Thursday, June 3, 2010

W.S. Merwin, pt I: "By the Avenue"




By the Avenue

published in
The Shadow of Sirius, Port Townsend, Washington: Copper Canyon Press, 2008, 8.

Through the Trees and across the river
with its surface the color of steel
on a rainy morning late in spring
the splintered skyline of the city
glitters in a silence we all know

but cannot touch or reach with words
and I am the only one who can
remember now over there among

the young leaves brighter than the daylight
another light through the tall windows

a sunbeam sloping like a staircase

and from beyond it my father's voice
telling about a mote in an eye
that was like a mote in a sunbeam


Thus began my search to find the site where the author Merwin looked at the Hudson River when he was young. I, too, grew up with the mighty Hudson, but on the Manhattan side. It is embedded in me as a the first wonder and the orientation for my life.
Looking further, I found in Summer Doorways, Emeryville, CA: Shoemaker & Hoard, 2005, 17, 24, 27-28, the Young Merwin recounting his youth in Union City, New Jersey. There his father, a Presbyterian minister, "had . . . accepted a 'call' to a big church in Union City . . . on top of the Palisades overlooking Hoboken and the river, with the Manhattan skyline as its backdrop.

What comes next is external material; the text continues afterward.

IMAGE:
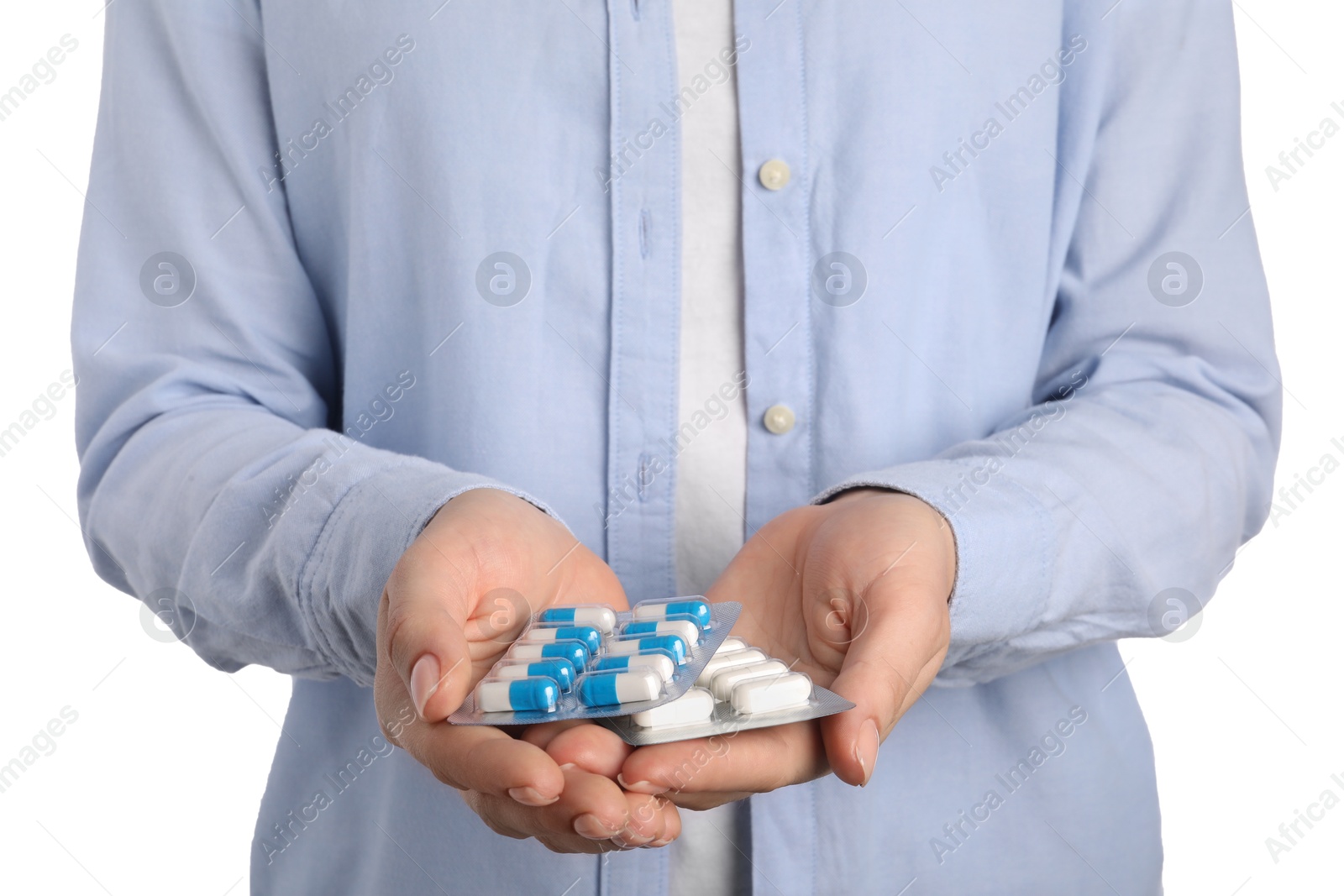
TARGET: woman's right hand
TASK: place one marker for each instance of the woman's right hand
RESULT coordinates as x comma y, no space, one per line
454,602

We lived there until the year I was nine." I remembered the glimpse of the Hudson River that we had from the bottom of 4th Street in Union City, looking across Palisade AVenue, past my father's church, and the time or two when my father had allowed me to accompany him to shis small, crammed, musty,,dusty study at the top of the steep, narrow, boxed-in spiral stairs out of the vestry in the back of the church. One window looked out over Hoboken and the harbor and the river, with the ferries coming and going, the freighters and the liners catching the west light, and beyond the jagged, gray glittering skyline of New York, looming in its silent distance, its own dimension." Merwin's father permitted his son to accompany him as long as he remained quiet while the pastor wrote his sermons. Promising that he would be able to be silent when his father worked, the boy "watched the river utterly rapt in the vast scene out in front of me . . . Whole trains were crossing the river on railroad ferries, all shades of orange in the sunlight. White puffs of steam climbed out of the unseen whistles and horns, the distant sounds arriving faint and faded, a long breath afterward. I was seeing something that I could not reach and that would not go away."

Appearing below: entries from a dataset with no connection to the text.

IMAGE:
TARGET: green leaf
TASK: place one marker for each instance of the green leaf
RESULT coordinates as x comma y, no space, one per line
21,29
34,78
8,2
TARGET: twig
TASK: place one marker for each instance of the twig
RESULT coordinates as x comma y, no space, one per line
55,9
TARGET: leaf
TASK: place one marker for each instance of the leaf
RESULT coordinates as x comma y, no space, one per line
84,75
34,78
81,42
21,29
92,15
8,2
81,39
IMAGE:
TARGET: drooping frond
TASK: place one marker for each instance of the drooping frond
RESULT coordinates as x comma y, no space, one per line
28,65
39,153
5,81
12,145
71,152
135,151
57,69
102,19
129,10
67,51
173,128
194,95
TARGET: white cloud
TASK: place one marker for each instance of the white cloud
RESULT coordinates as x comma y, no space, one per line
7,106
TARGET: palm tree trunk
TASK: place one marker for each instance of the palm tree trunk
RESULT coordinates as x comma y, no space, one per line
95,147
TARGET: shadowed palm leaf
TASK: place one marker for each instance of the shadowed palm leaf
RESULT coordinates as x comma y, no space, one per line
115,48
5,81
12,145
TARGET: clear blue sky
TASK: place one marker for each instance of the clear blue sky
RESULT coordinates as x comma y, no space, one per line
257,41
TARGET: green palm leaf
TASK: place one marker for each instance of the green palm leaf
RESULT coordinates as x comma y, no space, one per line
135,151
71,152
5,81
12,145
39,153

The shades of orange Merwin mentions I witnessed as well, but my vantage point was farther north. It was in the late afternoon that the glorious gold and purple and red appeared in the sky over The Palisades. Never have I forgotten that paradise; perhaps it can be regained, but even farther north on the river, at some distance from the city, the Manhattan of my childhood and youth. Then life will have come full circle. Now Manhattan has lost its ferries, its tugboats, its grittiness, its very life. It is now the enclave of the wealthy and the Hudson is for leisure not for labor.

Having discovered the poetry and prose of W. S, Merwin--where was I before; why do I not remember his contributions to The Nation, his stint as poetry editor; why did I not grasp his greatness, and I do not use this word lightly. Perhaps I was too engaged in teaching, research, family, great upheavals, at least for me, to notice. Now I understand or try to at least. Touched to the heart by Merwin's incomparable "truth speaking," as I call it in lieu of "authenticity" or the words of literati--aether that cannot be collected in the hand, I am stung in the heart as St Theresa was; an analogous sensation, with the visual and the verbal coalescing in perfect harmony to express the humble but greatest truths of life's experiences. I can only thank Garrison Keillor for Youth and setting me on my journey.